Diante do emaranhado de regras que coexistem e, não raro, conflitam entre si, era mais que esperado que sobrassem interpretações, cada qual lapidada para servir ao interesse que mais convém a quem a emite.

Mas o protagonismo da discussão jurídica acaba mascarando um problema econômico real do país: o ritmo de ajuste das contas públicas é insuficiente para controlar a trajetória da dívida.

Embora isso não gere consequências graves no curtíssimo prazo, é razoável reconhecer que o quadro torna a economia brasileira mais vulnerável a mudanças de condições financeiras e também ao que se costuma chamar de mau humor do mercado financeiro (uma cobrança de taxas mais elevadas para financiar o governo).

Ainda assim, vale a pena entender em que estão ancorados os argumentos jurídicos de cada um dos lados desse embate.
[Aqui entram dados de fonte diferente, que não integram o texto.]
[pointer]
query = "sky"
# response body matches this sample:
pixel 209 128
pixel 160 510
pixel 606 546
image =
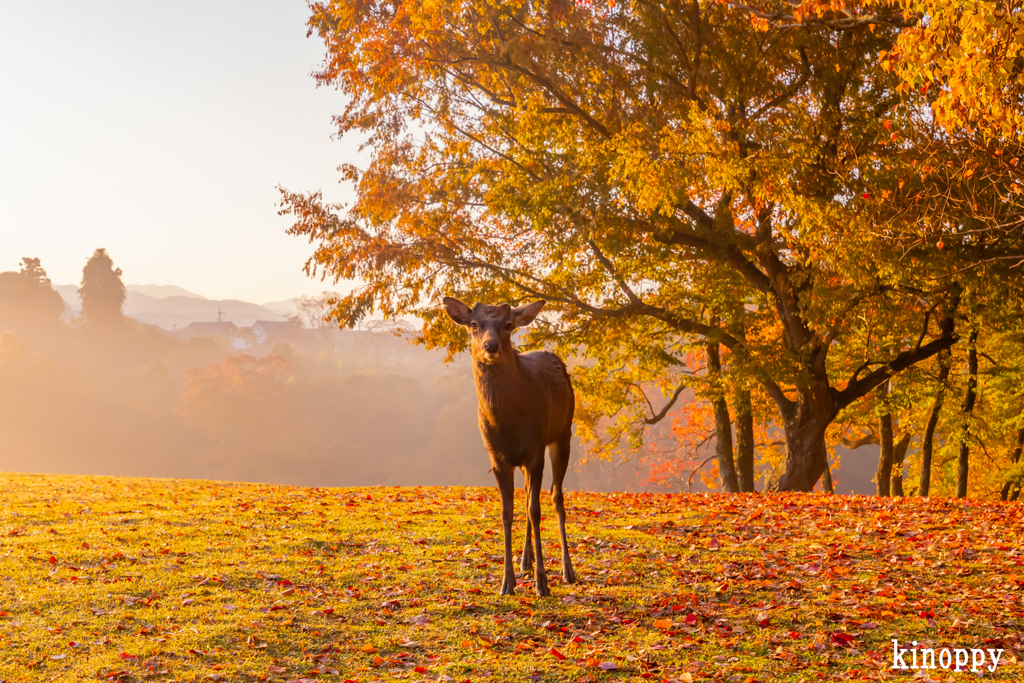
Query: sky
pixel 161 131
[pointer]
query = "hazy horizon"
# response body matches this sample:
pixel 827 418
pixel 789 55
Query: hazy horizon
pixel 161 134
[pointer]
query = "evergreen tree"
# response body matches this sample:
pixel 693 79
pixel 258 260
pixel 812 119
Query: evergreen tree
pixel 102 293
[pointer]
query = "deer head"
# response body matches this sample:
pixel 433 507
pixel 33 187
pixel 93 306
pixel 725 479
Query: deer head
pixel 491 327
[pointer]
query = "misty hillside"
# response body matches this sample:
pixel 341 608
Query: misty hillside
pixel 170 306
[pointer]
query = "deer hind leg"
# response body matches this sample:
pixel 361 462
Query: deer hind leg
pixel 526 562
pixel 534 483
pixel 559 464
pixel 506 484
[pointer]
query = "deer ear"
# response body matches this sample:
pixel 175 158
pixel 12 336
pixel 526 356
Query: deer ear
pixel 523 315
pixel 457 310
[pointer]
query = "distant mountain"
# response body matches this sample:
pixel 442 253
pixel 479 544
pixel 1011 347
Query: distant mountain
pixel 163 291
pixel 170 310
pixel 286 307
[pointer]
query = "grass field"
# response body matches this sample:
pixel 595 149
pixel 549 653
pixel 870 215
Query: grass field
pixel 131 580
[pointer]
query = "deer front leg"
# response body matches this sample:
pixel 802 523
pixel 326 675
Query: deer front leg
pixel 526 562
pixel 534 480
pixel 506 484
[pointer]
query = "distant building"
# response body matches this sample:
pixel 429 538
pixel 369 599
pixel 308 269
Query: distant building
pixel 226 331
pixel 211 330
pixel 264 330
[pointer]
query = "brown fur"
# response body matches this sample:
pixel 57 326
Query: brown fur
pixel 525 406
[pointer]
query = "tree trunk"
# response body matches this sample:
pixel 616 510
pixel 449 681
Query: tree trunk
pixel 723 426
pixel 826 482
pixel 928 440
pixel 883 475
pixel 744 441
pixel 805 427
pixel 963 464
pixel 1015 458
pixel 899 455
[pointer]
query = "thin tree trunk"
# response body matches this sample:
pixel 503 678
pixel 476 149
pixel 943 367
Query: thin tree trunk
pixel 744 441
pixel 899 455
pixel 928 440
pixel 883 475
pixel 723 426
pixel 1015 458
pixel 826 482
pixel 963 464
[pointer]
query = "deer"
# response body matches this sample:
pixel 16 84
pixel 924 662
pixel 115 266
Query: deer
pixel 525 406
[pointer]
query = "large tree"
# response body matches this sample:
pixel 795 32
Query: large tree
pixel 665 173
pixel 28 298
pixel 102 293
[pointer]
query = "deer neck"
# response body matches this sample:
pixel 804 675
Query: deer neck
pixel 497 384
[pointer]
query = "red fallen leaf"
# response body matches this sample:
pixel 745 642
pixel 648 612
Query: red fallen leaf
pixel 842 639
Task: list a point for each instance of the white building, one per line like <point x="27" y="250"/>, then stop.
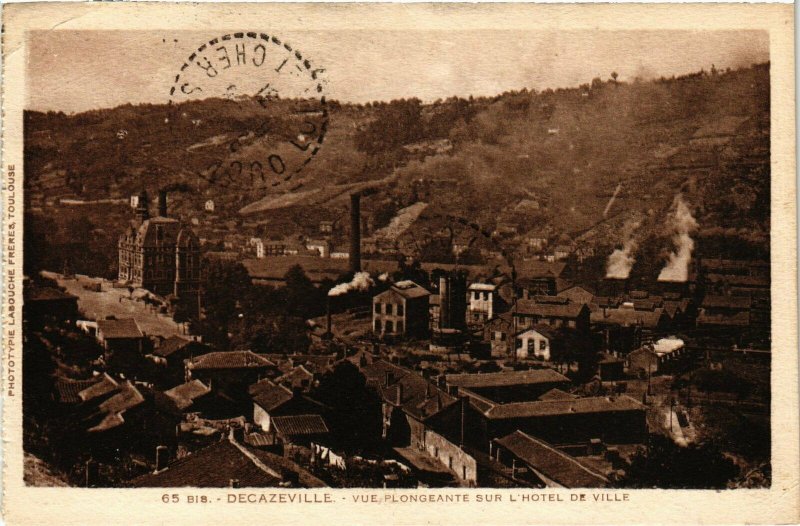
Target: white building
<point x="482" y="302"/>
<point x="533" y="343"/>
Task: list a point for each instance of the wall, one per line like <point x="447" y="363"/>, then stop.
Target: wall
<point x="451" y="456"/>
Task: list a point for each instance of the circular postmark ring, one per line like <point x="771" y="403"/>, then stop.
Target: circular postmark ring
<point x="280" y="93"/>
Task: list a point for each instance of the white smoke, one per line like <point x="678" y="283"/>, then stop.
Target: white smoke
<point x="361" y="281"/>
<point x="677" y="268"/>
<point x="621" y="261"/>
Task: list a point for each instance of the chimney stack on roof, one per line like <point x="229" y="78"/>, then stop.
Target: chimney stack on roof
<point x="355" y="233"/>
<point x="162" y="203"/>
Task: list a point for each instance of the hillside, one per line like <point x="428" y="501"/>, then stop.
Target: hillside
<point x="547" y="161"/>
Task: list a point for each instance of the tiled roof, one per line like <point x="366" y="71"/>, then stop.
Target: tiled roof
<point x="596" y="404"/>
<point x="229" y="360"/>
<point x="556" y="465"/>
<point x="418" y="397"/>
<point x="185" y="394"/>
<point x="268" y="395"/>
<point x="506" y="378"/>
<point x="533" y="308"/>
<point x="738" y="319"/>
<point x="557" y="394"/>
<point x="533" y="269"/>
<point x="299" y="425"/>
<point x="112" y="410"/>
<point x="105" y="386"/>
<point x="171" y="345"/>
<point x="727" y="302"/>
<point x="68" y="391"/>
<point x="628" y="317"/>
<point x="216" y="465"/>
<point x="34" y="293"/>
<point x="121" y="328"/>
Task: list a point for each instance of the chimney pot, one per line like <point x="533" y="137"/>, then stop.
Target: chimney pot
<point x="162" y="203"/>
<point x="162" y="457"/>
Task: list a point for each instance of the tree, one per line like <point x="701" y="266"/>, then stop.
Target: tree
<point x="357" y="409"/>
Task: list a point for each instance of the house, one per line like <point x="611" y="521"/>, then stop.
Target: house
<point x="537" y="463"/>
<point x="578" y="294"/>
<point x="188" y="396"/>
<point x="534" y="343"/>
<point x="48" y="302"/>
<point x="299" y="429"/>
<point x="610" y="368"/>
<point x="618" y="419"/>
<point x="122" y="335"/>
<point x="229" y="373"/>
<point x="552" y="311"/>
<point x="424" y="422"/>
<point x="663" y="356"/>
<point x="321" y="246"/>
<point x="402" y="310"/>
<point x="540" y="277"/>
<point x="174" y="351"/>
<point x="507" y="386"/>
<point x="229" y="464"/>
<point x="483" y="301"/>
<point x="497" y="332"/>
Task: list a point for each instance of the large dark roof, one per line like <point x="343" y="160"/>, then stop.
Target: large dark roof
<point x="533" y="308"/>
<point x="229" y="360"/>
<point x="628" y="317"/>
<point x="218" y="464"/>
<point x="295" y="425"/>
<point x="171" y="345"/>
<point x="534" y="269"/>
<point x="121" y="328"/>
<point x="727" y="302"/>
<point x="68" y="390"/>
<point x="539" y="408"/>
<point x="268" y="395"/>
<point x="506" y="378"/>
<point x="185" y="394"/>
<point x="552" y="463"/>
<point x="33" y="293"/>
<point x="419" y="397"/>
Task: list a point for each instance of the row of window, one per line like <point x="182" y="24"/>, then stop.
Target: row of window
<point x="386" y="308"/>
<point x="389" y="327"/>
Em 2019, o Congresso Nacional aprovou uma emenda constitucional que instituiu o “dever de executar as programações orçamentárias”, o que ficou conhecido como Orçamento impositivo. Adotada no primeiro ano de gestão de Jair Bolsonaro (PL), a medida gerou um rebuliço, pois o Executivo não poderia mais deixar de executar determinada despesa, a não ser que houvesse impedimento técnico.

O pano de fundo era a queda de braço do Legislativo com um governo recém-empossado e que, até então, resistia em negociar espaços e emendas.
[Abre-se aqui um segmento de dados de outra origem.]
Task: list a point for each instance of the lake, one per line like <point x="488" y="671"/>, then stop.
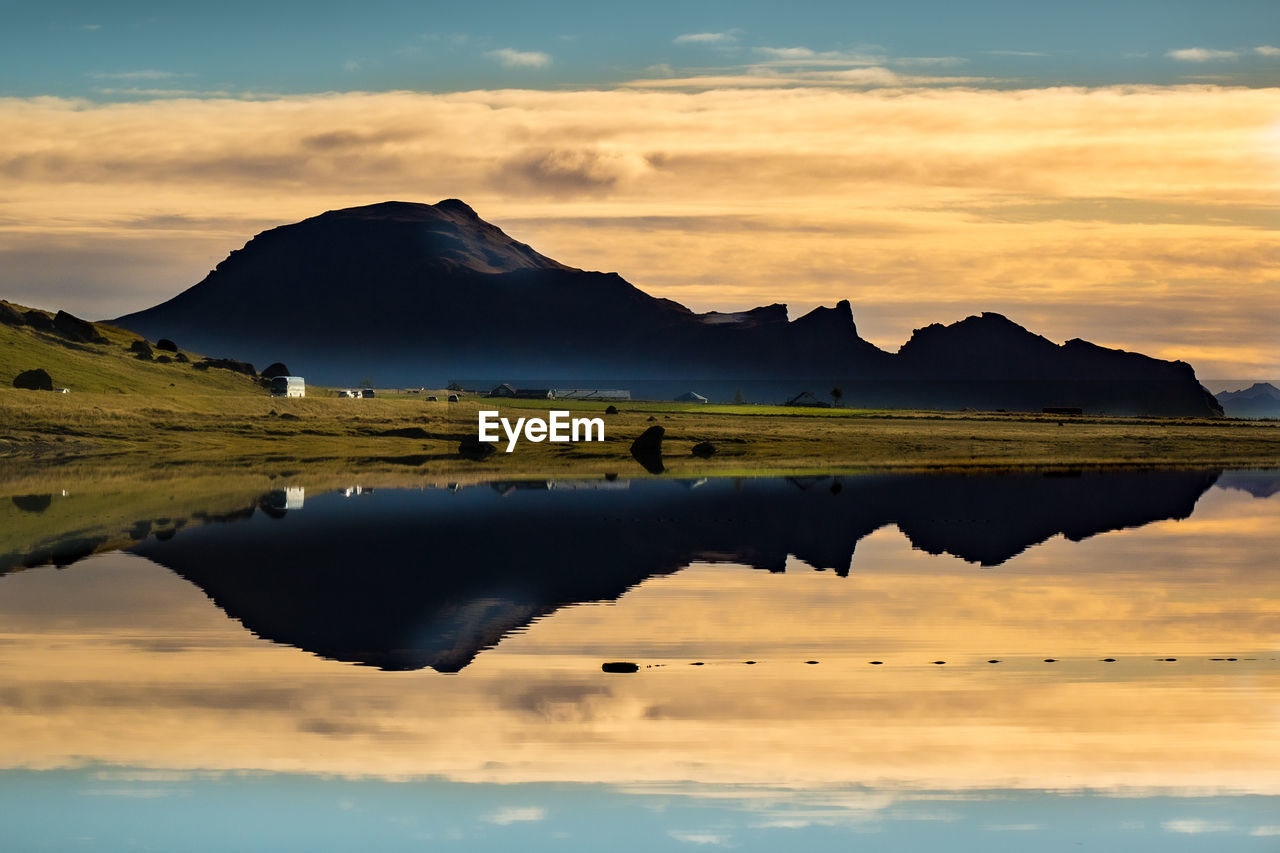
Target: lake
<point x="961" y="661"/>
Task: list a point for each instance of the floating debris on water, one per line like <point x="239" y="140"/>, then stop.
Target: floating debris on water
<point x="620" y="666"/>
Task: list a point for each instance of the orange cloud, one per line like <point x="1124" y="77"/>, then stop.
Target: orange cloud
<point x="720" y="194"/>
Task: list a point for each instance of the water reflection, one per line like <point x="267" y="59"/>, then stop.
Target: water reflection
<point x="412" y="579"/>
<point x="123" y="687"/>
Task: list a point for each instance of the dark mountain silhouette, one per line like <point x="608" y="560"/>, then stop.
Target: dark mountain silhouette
<point x="414" y="579"/>
<point x="416" y="293"/>
<point x="1260" y="400"/>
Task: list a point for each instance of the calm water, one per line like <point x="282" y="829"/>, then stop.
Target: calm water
<point x="423" y="669"/>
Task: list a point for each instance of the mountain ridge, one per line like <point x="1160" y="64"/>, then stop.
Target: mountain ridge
<point x="408" y="291"/>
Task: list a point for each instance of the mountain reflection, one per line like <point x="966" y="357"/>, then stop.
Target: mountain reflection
<point x="408" y="579"/>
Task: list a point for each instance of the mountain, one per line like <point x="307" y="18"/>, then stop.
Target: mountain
<point x="416" y="293"/>
<point x="92" y="357"/>
<point x="1260" y="400"/>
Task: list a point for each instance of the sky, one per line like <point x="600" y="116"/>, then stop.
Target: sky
<point x="1105" y="170"/>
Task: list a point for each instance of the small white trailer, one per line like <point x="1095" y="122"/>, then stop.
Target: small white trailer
<point x="288" y="387"/>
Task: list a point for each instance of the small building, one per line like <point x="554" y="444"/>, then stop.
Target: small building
<point x="589" y="393"/>
<point x="511" y="392"/>
<point x="808" y="400"/>
<point x="288" y="387"/>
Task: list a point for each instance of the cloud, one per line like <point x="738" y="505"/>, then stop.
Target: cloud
<point x="786" y="53"/>
<point x="141" y="91"/>
<point x="1087" y="204"/>
<point x="929" y="62"/>
<point x="516" y="815"/>
<point x="136" y="74"/>
<point x="705" y="39"/>
<point x="568" y="170"/>
<point x="714" y="839"/>
<point x="1196" y="826"/>
<point x="803" y="56"/>
<point x="873" y="76"/>
<point x="520" y="58"/>
<point x="1201" y="55"/>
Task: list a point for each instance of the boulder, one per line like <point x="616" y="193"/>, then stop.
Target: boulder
<point x="471" y="447"/>
<point x="227" y="364"/>
<point x="73" y="328"/>
<point x="647" y="450"/>
<point x="620" y="666"/>
<point x="32" y="502"/>
<point x="39" y="320"/>
<point x="35" y="379"/>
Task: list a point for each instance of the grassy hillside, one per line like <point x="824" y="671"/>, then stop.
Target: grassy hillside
<point x="108" y="368"/>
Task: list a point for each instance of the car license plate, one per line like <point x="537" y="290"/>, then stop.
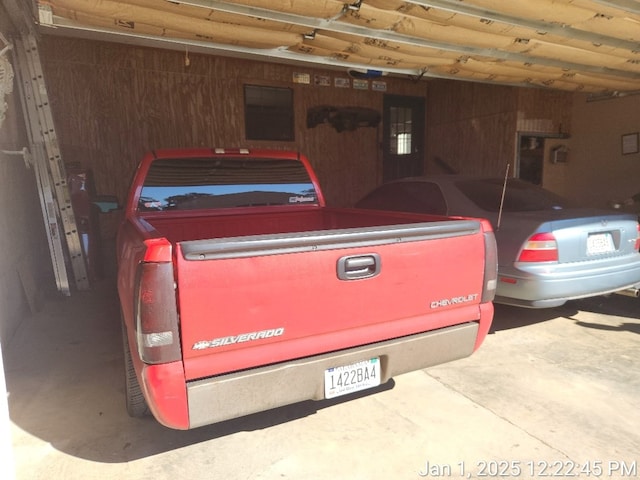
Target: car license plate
<point x="351" y="378"/>
<point x="599" y="243"/>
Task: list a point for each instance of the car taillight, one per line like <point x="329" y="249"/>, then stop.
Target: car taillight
<point x="490" y="267"/>
<point x="541" y="247"/>
<point x="156" y="315"/>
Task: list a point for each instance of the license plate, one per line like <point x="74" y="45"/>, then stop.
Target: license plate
<point x="599" y="243"/>
<point x="351" y="378"/>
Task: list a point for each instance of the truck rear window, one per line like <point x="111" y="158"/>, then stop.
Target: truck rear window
<point x="204" y="183"/>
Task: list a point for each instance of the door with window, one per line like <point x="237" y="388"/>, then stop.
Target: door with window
<point x="403" y="137"/>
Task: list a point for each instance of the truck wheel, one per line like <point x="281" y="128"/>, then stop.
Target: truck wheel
<point x="136" y="404"/>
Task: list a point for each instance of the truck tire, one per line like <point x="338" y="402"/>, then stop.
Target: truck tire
<point x="136" y="404"/>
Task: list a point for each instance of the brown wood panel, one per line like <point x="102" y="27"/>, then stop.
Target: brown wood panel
<point x="472" y="128"/>
<point x="112" y="102"/>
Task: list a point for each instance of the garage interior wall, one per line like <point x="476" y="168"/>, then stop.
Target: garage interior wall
<point x="112" y="102"/>
<point x="25" y="267"/>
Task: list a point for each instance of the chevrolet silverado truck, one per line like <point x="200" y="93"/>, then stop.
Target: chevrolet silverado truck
<point x="241" y="291"/>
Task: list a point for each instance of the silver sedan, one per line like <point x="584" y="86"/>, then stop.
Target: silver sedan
<point x="548" y="251"/>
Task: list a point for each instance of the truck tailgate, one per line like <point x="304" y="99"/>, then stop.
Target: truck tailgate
<point x="264" y="299"/>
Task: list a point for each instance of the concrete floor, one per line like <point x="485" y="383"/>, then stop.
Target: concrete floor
<point x="550" y="392"/>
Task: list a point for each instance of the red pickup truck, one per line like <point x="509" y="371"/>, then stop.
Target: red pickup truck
<point x="241" y="291"/>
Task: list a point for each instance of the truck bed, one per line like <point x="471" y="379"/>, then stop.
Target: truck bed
<point x="235" y="223"/>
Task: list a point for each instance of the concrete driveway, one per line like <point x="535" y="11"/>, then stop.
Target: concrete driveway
<point x="551" y="393"/>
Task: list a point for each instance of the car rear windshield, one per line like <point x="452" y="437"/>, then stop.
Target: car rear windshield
<point x="519" y="196"/>
<point x="203" y="183"/>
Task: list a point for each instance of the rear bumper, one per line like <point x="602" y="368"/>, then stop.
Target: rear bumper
<point x="237" y="394"/>
<point x="545" y="287"/>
A impositividade gerou tanta insegurança que foi preciso alterar a Constituição de novo, no mesmo ano, para deixar claro que o dever de execução “subordina-se ao cumprimento de dispositivos constitucionais e legais que estabeleçam metas fiscais ou limites de despesas”. Em outras palavras, o governo podia seguir fazendo bloqueios e contingenciamentos para cumprir regras fiscais.

Em 2021, em meio aos efeitos da pandemia de Covid-19, o governo Bolsonaro emplacou, em outra emenda constitucional, um dispositivo que determina a condução da política fiscal “de forma a manter a dívida pública em níveis sustentáveis”. O texto ainda diz que a LDO (Lei de Diretrizes Orçamentárias) deve fixar metas “em consonância com trajetória sustentável da dívida pública”. O detalhamento de como isso seria aplicado caberia a uma lei complementar —que foi justamente a lei do arcabouço fiscal.

Há ainda outros elementos legais importantes para entender o quadro completo, mas vale pausar esse retrospecto para falar da primeira interpretação jurídica em torno do tema.

Um grupo de técnicos e economistas entende que há um claro conflito entre os dois dispositivos constitucionais, o que torna o Orçamento impositivo e o que manda adotar política fiscal compatível com uma dívida sustentável.

O raciocínio é o seguinte: para respeitar o dever de execução, o governo precisaria restringir o contingenciamento ao valor necessário para alcançar o piso da meta fiscal, só que isso não tem se mostrado suficiente para controlar a dívida pública. Para que o endividamento seja sustentável, a contenção precisaria ser maior, buscando o centro da meta. Mas então a impositividade do Orçamento ficaria em segundo plano.

O ministro Fernando Haddad (Fazenda) já disse que o governo defende a primeira tese. Já o ministro do TCU Benjamin Zymler, ao proferir seu voto de relator, indicou que se alinha à segunda. Para ele (e todo o plenário da corte de contas, que validou o entendimento), utilizar o contingenciamento apenas para cumprir o limite inferior da meta atenta contra o artigo da Constituição que cobra a sustentabilidade da dívida.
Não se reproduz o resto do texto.